Once Daugherty watched the highlight tape of Rabadzhiev, more features of his game stood out.
“He can play all the way around,” Daugherty said. “He’s hitting over the block; he has a heck of an arm swing. I think he’ll be a great feature for us. A go-to type of a hitter when he’s in the front row.”
A couple weeks before the start of a new school year, Rabadzhiev arrived in the United States for the first time ever, only knowing what to expect from his friends from Bulgaria who made the same trip to states like Hawaii and California.

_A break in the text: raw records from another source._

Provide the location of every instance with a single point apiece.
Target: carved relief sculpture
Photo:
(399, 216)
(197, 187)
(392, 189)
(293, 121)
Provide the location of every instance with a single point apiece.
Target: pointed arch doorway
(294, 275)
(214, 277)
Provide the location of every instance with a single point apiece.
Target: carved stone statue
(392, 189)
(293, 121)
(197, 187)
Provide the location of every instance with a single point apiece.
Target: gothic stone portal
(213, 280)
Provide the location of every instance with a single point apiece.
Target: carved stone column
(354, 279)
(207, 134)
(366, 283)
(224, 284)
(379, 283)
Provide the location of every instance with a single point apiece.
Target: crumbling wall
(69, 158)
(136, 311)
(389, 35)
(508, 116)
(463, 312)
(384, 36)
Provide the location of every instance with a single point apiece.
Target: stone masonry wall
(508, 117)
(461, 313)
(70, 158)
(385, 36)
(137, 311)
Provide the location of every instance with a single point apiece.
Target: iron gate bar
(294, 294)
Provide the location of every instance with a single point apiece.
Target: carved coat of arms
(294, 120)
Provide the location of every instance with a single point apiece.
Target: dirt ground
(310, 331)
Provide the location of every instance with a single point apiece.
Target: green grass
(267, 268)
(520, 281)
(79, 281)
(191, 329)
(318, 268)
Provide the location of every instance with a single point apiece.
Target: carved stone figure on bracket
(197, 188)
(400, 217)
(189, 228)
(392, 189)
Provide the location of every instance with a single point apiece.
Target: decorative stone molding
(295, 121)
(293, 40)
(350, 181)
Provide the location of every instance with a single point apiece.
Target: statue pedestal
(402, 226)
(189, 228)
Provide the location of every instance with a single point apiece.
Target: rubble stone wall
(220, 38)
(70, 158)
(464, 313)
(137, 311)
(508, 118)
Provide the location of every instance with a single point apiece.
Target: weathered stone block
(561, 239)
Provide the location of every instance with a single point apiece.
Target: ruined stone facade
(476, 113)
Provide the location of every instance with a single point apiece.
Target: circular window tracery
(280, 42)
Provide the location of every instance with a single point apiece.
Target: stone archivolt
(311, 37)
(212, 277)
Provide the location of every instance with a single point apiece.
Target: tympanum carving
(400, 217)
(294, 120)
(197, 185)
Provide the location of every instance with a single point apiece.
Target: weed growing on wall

In Goshen, he found vast fields of corn and beans, the odor of cow manure and horse and buggies hugging the right lane. However, in a lot of ways, the town in rural Indiana reminded Rabadzhiev of his hometown, Razlog.
The people are friendly, the four seasons are always unpredictable and you only need to drive two miles to get anything you needed. In many ways, it’s a home away from home for Rabadzhiev.
“It’s a close-knit community and everybody knows everybody,” Rabadzhiev said.
Despite the 5,000-mile trek, it was always more excitement than nerves for the standout volleyball player and his family.
“My parents were excited that I [could] go and develop as a person in a new culture,” Rabadzhiev said, “but they were very sad that I would leave home for a long time.”
After nearly two months in Goshen, he has found himself adjusting to a vastly different American college life. Through volleyball practices and workouts, meeting new people on campus and challenging himself in the classroom, Rabadzhiev has grown to enjoy his time being the first Bulgarian Maple Leaf.
Rabadzhiev will join the the Maple Leaf men’s volleyball team as they kick off their inaugural season on January 18 at Gunden Gymnasium in Goshen.